Meanwhile, it would be wise for the oral report to be reduced to writing and shared with the coordinator of the TODSTWD event. The report will serve as feedback on what was learned and what revelations occurred during the one-day internship. The coordinator can then share the information with the mentor so they have some appreciation of how effective they were as a role model.

What Industries, What Businesses

Even though this article is written with deference to a business that sits in some office building, the dynamics of the day and the purpose of it is not constrained to just an office setting. There are all types of businesses. We would do well to let ourselves as well as our youth begin to see the world as more than just a brick and mortar site.

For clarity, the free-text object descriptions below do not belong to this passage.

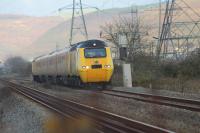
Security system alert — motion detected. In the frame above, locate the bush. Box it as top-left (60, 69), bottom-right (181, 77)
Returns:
top-left (4, 56), bottom-right (31, 75)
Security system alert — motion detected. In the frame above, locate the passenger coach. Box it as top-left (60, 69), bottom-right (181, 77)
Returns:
top-left (32, 40), bottom-right (114, 86)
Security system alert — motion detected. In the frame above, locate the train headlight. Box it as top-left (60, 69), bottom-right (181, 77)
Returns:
top-left (82, 66), bottom-right (90, 69)
top-left (104, 65), bottom-right (111, 68)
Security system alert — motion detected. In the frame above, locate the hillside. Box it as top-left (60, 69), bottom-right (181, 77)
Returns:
top-left (33, 0), bottom-right (200, 54)
top-left (0, 0), bottom-right (200, 60)
top-left (0, 15), bottom-right (63, 60)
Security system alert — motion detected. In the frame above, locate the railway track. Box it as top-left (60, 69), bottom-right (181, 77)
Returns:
top-left (102, 90), bottom-right (200, 112)
top-left (1, 80), bottom-right (172, 133)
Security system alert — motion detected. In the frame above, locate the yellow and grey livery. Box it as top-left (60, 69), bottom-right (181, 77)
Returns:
top-left (32, 40), bottom-right (114, 85)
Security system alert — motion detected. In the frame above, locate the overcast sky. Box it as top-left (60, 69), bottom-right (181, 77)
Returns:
top-left (0, 0), bottom-right (159, 16)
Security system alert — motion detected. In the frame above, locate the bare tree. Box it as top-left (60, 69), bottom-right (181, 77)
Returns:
top-left (101, 17), bottom-right (150, 60)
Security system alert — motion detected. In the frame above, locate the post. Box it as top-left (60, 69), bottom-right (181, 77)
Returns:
top-left (123, 64), bottom-right (132, 87)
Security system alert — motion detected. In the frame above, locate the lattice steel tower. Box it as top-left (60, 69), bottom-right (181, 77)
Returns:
top-left (157, 0), bottom-right (200, 58)
top-left (69, 0), bottom-right (88, 45)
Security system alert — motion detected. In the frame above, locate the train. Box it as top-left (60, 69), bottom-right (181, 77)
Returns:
top-left (32, 39), bottom-right (114, 87)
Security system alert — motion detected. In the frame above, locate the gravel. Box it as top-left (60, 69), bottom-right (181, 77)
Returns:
top-left (0, 84), bottom-right (52, 133)
top-left (112, 87), bottom-right (200, 100)
top-left (17, 82), bottom-right (200, 133)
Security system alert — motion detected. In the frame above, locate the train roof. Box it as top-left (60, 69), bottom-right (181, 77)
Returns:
top-left (70, 40), bottom-right (107, 51)
top-left (33, 40), bottom-right (107, 62)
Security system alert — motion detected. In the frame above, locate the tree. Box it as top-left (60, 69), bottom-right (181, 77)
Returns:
top-left (101, 17), bottom-right (151, 58)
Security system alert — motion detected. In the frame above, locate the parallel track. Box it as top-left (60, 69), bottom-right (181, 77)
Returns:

There are alternative careers in forestry, many aspects of beauty and fashion, services from keysmithing to plumbers. Many young people think of the local fast food franchise as their “just out of high school” option. But what would it take to run the independent store that competes with that franchise? Perhaps a mortician or a minister could get involved in making the day meaningful for a new generation of service providers. As stressful as it is, getting to know the other side of social work is also an option that should be available to the youth so that they gain a better understanding of the governmental side of the picture.

What Outcome?

But even more can come out of the day’s events and follow-up reports. How well did these sycophants perform? Maybe they’re worth having return for more than one day. Perhaps they could be interns during the summer months or be involved in some type of work-study program designed to train them for a more involvement in the business. And that just may lead to developing your company’s pipeline of qualified candidates in the future.